Obtaining a patent is usually a long and expensive process. No one makes money during the patent process, and it's a gamble as to whether the new patent will ever pay off. But without new patents and subsequent new products, business and industry would grind to a halt. That’s why the IRS is generous in the latitude it grants for tax treatment of patent expenses. For tax year 2017, the IRS allows businesses or individuals to deduct expenses pertaining to research and development. Not every expenditure relating to research and development qualifies as a deduction, but patent expenses do.
When You Can Deduct Patent Expenses
In most cases, you can only deduct these expenses in the tax year in which you incur them. If you didn’t deduct those expenses at that time, the only way you can deduct them in later years is via the consent of the IRS Commissioner. But you have another option if you did not deduct your patent expenses in the year in which they occurred – you may opt to amortize these monies as a capital expense. The tax law passed in late 2017 by the U.S. Congress makes changes in patent expense deductions that affect the 2018 tax year.
When it comes to patents, many related expenses are deductible, including attorney’s fees. Such legal fees are considered part of research and experimental costs, as defined by the IRS. Other deductible expenses include the costs of applying for the patent and the research required for patent development. If you had to hire outside experts, like an engineering firm, to develop the patent, those expenses, including salaries, are deductible as well. The cost of the materials used in creating the patent are also deductible expenses.

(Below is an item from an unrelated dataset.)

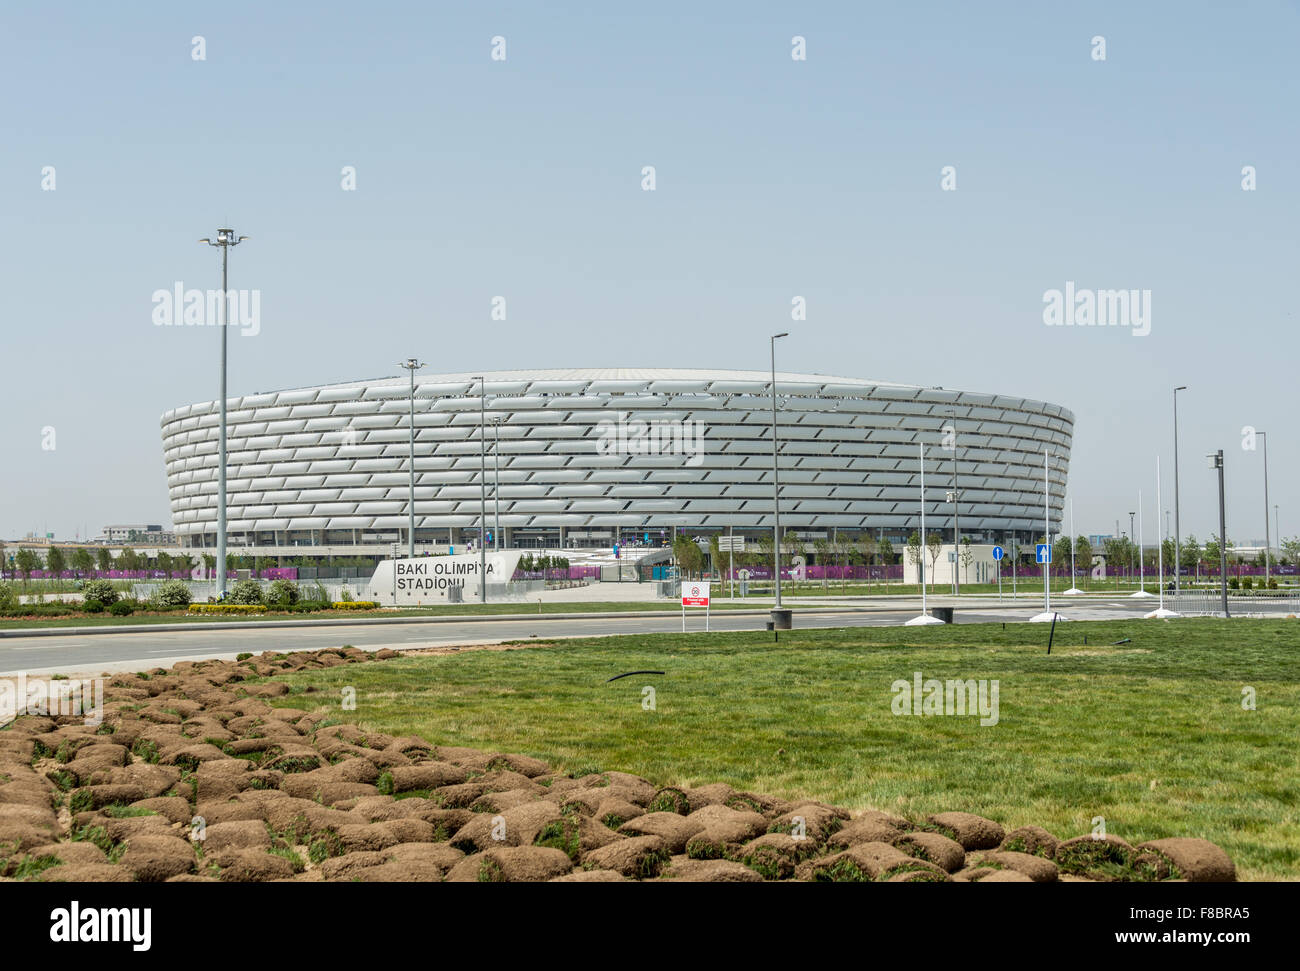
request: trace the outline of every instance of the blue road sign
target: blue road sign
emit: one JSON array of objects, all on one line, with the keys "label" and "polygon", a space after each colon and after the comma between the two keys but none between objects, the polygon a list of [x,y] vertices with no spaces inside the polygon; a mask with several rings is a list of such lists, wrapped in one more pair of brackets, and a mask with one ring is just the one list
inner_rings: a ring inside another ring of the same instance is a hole
[{"label": "blue road sign", "polygon": [[1052,548],[1048,546],[1046,543],[1039,543],[1036,547],[1034,547],[1034,549],[1038,553],[1038,559],[1036,562],[1038,563],[1052,562]]},{"label": "blue road sign", "polygon": [[1002,559],[1003,555],[1004,555],[1004,554],[1003,554],[1003,552],[1002,552],[1002,547],[1001,547],[1001,546],[995,546],[995,547],[993,547],[993,559],[995,559],[995,560],[1000,560],[1000,559]]}]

The IRS does not permit deduction of certain expenses that may prove part of the patent process. These include:
- quality control testing
- research of similar or historical products
- promotion or advertising
- consumer or efficiency surveys
- management studies
Purchasing or Selling a Patent
If you purchased a patent from another company or individual, you cannot deduct the amount you paid for the patent or any related expenses, such as legal fees. The same holds true if you purchase a product or a process because expenses would have already been deducted by the prior owner. If you sold a patent in 2017, it is treated for tax purposes like the sale of any other capital asset, with capital gains or losses taken into consideration. That provision will change for patents sold in 2018, with such sales treated and taxed as income for businesses and individuals rather than sales of assets.
Amortization vs. Deduction
If you decide to amortize your patent rather than deduct expenses in the first year they were incurred, the patent falls under the category of intangibles for IRS purposes. These expenses are usually amortized or written off over the period for which the asset is in use, generally for 15 years. Amortization is similar to depreciation and may end up saving you money instead of choosing to deduct all expenses in one year. Consult with an accountant experienced in patent law to decide whether amortization or deduction makes the most sense for you.